CNN – The indictment brought against Senator Robert Menendez on Friday is the latest in a series of allegations that have plagued the New Jersey Democrat for years. This marks the second time in a decade that he is faced with corruption charges. The question that remains unanswered is whether the Egyptian government targeted a powerful US senator to further its interests on Capitol Hill.
Sen. Menendez and his wife, Nadine, are among those charged in a complex scheme to accept bribes, including cash, gold bars, a Mercedes convertible, and mortgage payments. The indictment alleges that Menendez accepted these payoffs in exchange for using his position as a senator and chairman of the Senate Foreign Relations Committee to benefit the Egyptian government. It is claimed that he used his political influence to attempt to bypass a State Department hold on US aid to Egypt, advocate for the delivery of ammunition and weapons systems to the Egyptian military, and disclose sensitive information about American and Egyptian personnel assigned to the US Embassy in Cairo.
It is important to note that some of these actions could have been legally carried out by the senator if they were not allegedly tied to monetary and material gains. Menendez responded to the charges, saying, “The excesses of these prosecutors are apparent. They have misrepresented the normal work of a Congressional office. On top of that, not content with making false claims against me, they have attacked my wife for the longstanding friendships she had before she and I even met.”
The Egyptian government has not commented on the indictment, and Menendez, his wife, and the other defendants have vehemently denied the charges. As someone with experience in law enforcement and intelligence agencies, I find it striking that the indictment does not discuss what investigators know, if anything, about the involvement of Egyptian officials and whether they were aware of or directed the bribery scheme.
This raises an important question: Could Cairo have used agents in the US to recruit a high-ranking elected official with influence over foreign policy as its puppet? Though shocking, the use of foreign nationals or even Americans with loyalty to a foreign country is a well-known tactic in the world of espionage. Is it possible that Egypt, a country that has received substantial aid from the US, conducts sophisticated intelligence operations on US soil? A recent case suggests this may be true.
In January 2022, an Egyptian-American banker named Pierre Girgis was charged with acting as an agent of the Arab Republic of Egypt in the US. The indictment alleges that Girgis operated under the direction and control of multiple Egyptian government employees to further Egypt’s interests.
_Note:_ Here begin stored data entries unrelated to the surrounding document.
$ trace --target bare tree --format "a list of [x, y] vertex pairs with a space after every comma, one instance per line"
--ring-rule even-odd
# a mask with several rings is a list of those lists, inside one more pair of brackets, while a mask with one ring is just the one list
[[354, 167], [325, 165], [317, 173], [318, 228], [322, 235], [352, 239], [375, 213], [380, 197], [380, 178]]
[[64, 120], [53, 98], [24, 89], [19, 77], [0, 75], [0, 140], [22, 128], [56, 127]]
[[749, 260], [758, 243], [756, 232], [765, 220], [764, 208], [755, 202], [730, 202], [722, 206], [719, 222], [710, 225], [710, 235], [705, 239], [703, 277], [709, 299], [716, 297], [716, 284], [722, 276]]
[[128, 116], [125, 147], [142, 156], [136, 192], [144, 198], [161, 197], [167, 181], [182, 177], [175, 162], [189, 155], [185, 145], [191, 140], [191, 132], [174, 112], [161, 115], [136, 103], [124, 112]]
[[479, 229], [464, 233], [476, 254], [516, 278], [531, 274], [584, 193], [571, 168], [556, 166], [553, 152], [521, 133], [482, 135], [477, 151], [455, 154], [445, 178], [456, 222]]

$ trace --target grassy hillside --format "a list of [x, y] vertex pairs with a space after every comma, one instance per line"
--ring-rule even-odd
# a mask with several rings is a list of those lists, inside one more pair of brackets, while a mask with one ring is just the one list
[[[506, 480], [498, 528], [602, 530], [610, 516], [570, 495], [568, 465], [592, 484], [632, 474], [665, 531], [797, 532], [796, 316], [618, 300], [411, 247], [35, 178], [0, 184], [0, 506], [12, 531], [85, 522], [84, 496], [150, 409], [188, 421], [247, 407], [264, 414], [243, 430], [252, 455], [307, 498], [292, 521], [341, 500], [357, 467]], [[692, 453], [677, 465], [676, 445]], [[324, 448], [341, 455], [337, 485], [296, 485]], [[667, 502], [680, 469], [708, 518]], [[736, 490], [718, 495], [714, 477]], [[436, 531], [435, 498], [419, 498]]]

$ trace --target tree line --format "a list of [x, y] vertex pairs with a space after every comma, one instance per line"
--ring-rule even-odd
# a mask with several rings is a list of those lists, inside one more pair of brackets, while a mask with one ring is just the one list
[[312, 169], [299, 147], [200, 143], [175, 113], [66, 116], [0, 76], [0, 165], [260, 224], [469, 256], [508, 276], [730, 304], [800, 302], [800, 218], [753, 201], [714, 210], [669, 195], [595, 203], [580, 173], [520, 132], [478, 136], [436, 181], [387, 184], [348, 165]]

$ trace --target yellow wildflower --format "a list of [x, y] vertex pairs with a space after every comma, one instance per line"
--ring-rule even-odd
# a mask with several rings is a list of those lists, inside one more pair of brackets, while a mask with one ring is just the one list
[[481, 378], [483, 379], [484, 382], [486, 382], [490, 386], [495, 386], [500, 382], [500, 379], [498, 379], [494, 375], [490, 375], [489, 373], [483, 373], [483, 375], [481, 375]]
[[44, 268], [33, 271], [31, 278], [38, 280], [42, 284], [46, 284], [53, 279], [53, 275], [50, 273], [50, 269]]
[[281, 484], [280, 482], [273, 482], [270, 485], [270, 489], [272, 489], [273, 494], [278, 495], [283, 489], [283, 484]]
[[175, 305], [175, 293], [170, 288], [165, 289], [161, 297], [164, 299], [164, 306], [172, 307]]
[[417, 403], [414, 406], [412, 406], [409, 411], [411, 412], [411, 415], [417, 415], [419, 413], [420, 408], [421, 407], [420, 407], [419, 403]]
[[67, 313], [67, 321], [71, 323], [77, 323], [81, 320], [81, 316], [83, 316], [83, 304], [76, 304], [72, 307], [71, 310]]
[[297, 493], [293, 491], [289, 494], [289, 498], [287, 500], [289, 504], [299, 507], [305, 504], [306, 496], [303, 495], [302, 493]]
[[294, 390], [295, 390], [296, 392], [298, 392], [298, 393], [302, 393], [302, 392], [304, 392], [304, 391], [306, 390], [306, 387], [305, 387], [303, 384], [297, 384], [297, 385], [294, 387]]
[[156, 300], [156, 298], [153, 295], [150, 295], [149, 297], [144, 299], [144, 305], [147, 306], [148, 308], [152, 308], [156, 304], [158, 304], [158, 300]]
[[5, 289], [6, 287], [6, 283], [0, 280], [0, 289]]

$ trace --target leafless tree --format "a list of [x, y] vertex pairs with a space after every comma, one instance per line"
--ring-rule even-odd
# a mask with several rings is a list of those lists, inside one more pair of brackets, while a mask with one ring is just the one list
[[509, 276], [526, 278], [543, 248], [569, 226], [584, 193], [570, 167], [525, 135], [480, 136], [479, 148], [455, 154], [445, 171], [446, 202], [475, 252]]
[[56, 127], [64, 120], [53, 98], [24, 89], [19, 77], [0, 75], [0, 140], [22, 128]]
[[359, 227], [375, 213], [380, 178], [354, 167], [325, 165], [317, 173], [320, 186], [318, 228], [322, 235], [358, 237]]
It claims that Girgis cultivated close relationships with US law enforcement, including members of the NYPD, to gather information on opponents of Egyptian President Abdel Fattah el-Sisi in the United States.
While Girgis has been charged as an unregistered agent of Egypt, Wael Hana, the businessman accused of bribing Menendez to advance Egyptian interests, has not. Hana, along with two other businessmen, is charged with bribery. The indictment describes Hana as being from Egypt and having close connections with Egyptian officials. Investigators claim that Hana and Nadine Menendez worked together for years to introduce Egyptian intelligence and military officials to Senator Menendez. The indictment outlines how Nadine acted as a go-between, passing messages and collecting bribes.
This raises yet another uncomfortable question: Did Wael Hana play a role in Nadine Arslanian’s romantic relationship with the senator and subsequent marriage? In intelligence operations, finding someone who has the necessary access and vulnerabilities to exploit is crucial. It was widely known that Menendez had faced corruption charges in the past, involving allegations of accepting gifts and trips in exchange for using his influence. While the criminal case ended in a hung jury, the Senate Ethics Committee found Menendez in violation of Senate rules and laws. Menendez has maintained his innocence.
The audacity of such a move is another factor to consider. Targeting a staff member on the Foreign Relations Committee would make sense, but attempting to recruit the committee’s chairman would be a bold move. For a longstanding ally like Egypt, which has played a significant role in US Middle East policy, attempting to target and recruit the chairman of the foreign relations committee would be highly provocative.
The impact of the Menendez case and its aftermath on US-Egyptian relations remains to be seen. As prosecutors prepare for trial, will they uncover any links between the businessmen and individuals connected to the Egyptian government? These are delicate issues that intersect with the interests of the Justice Department, State Department, and the White House. The prosecution will need to navigate carefully to ensure that the trial does not jeopardize a vital diplomatic relationship.